The "easiest" way is to get some plastic totes from Home Depot. I just bought a bunch of 18 gallon totes for $4.00 each. Drain the water from the current tank into the totes and place the fish in the totes. 

Move the old tank and set up the new one. The new tank will end up with about 50% new water and 50% aged water. By reusing the old filter media and substrate you will most likely not experience a new cycle.

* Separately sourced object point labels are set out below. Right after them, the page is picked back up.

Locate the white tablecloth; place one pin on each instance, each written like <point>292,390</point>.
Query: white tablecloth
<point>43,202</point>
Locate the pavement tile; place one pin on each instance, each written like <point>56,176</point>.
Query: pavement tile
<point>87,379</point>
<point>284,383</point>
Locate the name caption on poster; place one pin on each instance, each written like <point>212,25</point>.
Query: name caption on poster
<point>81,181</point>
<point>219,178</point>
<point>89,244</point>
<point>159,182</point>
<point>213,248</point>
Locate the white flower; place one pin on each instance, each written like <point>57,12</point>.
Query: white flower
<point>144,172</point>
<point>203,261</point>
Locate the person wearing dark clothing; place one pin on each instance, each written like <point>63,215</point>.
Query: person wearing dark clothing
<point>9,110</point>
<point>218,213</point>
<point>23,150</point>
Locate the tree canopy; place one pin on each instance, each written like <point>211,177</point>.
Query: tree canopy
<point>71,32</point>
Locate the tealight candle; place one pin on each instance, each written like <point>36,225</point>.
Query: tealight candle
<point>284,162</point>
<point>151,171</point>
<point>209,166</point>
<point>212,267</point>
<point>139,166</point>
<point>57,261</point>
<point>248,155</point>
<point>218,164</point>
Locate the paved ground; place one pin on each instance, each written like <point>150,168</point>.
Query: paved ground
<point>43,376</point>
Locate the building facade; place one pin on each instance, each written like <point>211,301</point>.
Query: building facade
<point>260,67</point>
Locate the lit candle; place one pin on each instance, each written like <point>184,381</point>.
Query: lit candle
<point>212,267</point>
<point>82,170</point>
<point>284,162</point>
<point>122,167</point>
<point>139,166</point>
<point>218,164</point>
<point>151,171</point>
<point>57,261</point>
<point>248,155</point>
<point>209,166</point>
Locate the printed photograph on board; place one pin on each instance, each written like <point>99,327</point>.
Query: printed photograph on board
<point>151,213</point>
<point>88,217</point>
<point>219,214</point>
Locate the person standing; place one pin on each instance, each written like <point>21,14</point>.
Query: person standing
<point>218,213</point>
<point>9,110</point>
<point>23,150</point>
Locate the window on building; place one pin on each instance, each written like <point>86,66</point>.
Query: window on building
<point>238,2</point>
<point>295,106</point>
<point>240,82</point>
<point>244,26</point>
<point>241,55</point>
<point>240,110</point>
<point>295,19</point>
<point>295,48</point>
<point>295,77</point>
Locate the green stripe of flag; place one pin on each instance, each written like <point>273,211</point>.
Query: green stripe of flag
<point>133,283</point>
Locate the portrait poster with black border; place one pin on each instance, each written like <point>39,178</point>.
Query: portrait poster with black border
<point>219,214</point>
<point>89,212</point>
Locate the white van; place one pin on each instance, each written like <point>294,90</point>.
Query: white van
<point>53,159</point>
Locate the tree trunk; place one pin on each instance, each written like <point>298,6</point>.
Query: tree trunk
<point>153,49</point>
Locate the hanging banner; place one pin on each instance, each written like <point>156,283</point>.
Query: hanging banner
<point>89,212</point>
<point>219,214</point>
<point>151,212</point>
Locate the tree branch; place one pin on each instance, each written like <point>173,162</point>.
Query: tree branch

If you are going to be waiting a few days to make the swap you could even do a partial water change now and keep the old water in a tote with an airstone running. Then when you setup the new tank you can minimize the amount of "new" water that you are using.


----------



## little dutch (Sep 22, 2009)

Pretty much what B&U said. I will give the steps I use, but basically just trying to keep as much the same as possible to save stress on the fish.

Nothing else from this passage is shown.